Made by the same centuries-old methods, enamelware is still handmade through a multi-step and a very hands-on process. Due to this organic nature of production, it is only natural for enamelware to have small imperfections without affecting the piece's integrity. This element of uniqueness frees us from a perfectionist, mechanical uniformity, and adds character to our kitchens and tablescapes.
How did enamel cookware become a household staple for the modern kitchen?
Enamel is not only a universally used material, but it also has a centuries-old pedigree. The origin of this robust material as a utility staple for the home goes back to the Industrial Revolution. Vitreous enameled cast iron was first used to produce sinks and bathtubs in the mid-1800s.

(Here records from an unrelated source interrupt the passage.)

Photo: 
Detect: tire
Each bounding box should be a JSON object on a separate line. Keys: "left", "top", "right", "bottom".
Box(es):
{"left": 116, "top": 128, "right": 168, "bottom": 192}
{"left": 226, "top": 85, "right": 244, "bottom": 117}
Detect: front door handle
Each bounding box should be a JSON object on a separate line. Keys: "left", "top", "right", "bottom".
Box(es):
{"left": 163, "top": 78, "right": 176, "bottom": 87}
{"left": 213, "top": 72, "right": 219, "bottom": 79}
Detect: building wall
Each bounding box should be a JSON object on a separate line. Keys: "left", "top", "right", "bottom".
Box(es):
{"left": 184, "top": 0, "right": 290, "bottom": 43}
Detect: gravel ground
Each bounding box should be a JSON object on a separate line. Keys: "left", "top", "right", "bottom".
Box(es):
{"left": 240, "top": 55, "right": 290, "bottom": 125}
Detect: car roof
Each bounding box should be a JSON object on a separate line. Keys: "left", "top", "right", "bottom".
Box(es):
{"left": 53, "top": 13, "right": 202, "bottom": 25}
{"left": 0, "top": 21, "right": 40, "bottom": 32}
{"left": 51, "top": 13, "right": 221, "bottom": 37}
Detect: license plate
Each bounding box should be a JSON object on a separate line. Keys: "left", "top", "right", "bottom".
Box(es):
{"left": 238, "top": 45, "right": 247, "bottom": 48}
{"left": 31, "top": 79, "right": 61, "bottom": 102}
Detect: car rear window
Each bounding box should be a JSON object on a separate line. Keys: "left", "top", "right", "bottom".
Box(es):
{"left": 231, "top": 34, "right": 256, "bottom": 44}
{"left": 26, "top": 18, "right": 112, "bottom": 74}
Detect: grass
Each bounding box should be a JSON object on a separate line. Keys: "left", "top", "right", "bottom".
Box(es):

Craftspeople were already searching for a material that would enable a cooking surface that wouldn't rust and leach harmful substances to the food. Can you imagine tomatoes were thought to be poisonous for about 400 years because it was believed that pewter plates leeched lead causing lead poisoning? Enamel became the perfect solution.
By applying enamel to the inside of cast iron pots and pans, they created the first non-stick surface ideal for baking, cooking, and tableware to safely sustain the taste of their food. No wonder why enameled cookware became a viable commercial product that so quickly.
From the late 19th century on, enamel began to be applied to steel instead of cast iron and was a success that heralded mass-market cookware. Enamel kitchenware stamped from thin sheets of steel was then in every household as pans, pots, kettles, baking dishes, ladles, cups, bowls, plates, and biscuit cutters, becoming primary kitchenware. Soap dishes, pitchers, and bowl sets were popular as bathware.
This new cookware was not only easier to clean and scratch-proof but also lighter in weight. As an incredibly durable material, enamelware was also famous because it was less fragile than china and needed minimal effort to care.
The versatile yet straightforward kitchenware is the first mass-produced American kitchenware, sold from stores to mail-order catalogs. It was the mainstream kitchen utensil until it saw a decline in popularity after WWII when stainless steel and plastic came into favor.
While enamel has been around for centuries, enamelware is built to last for many years in the home. Today, these unassuming items have become collectible antiques - vintage enamelware is all around, proving their time-tested staying power while plastic is unforgivably ditched to landfills.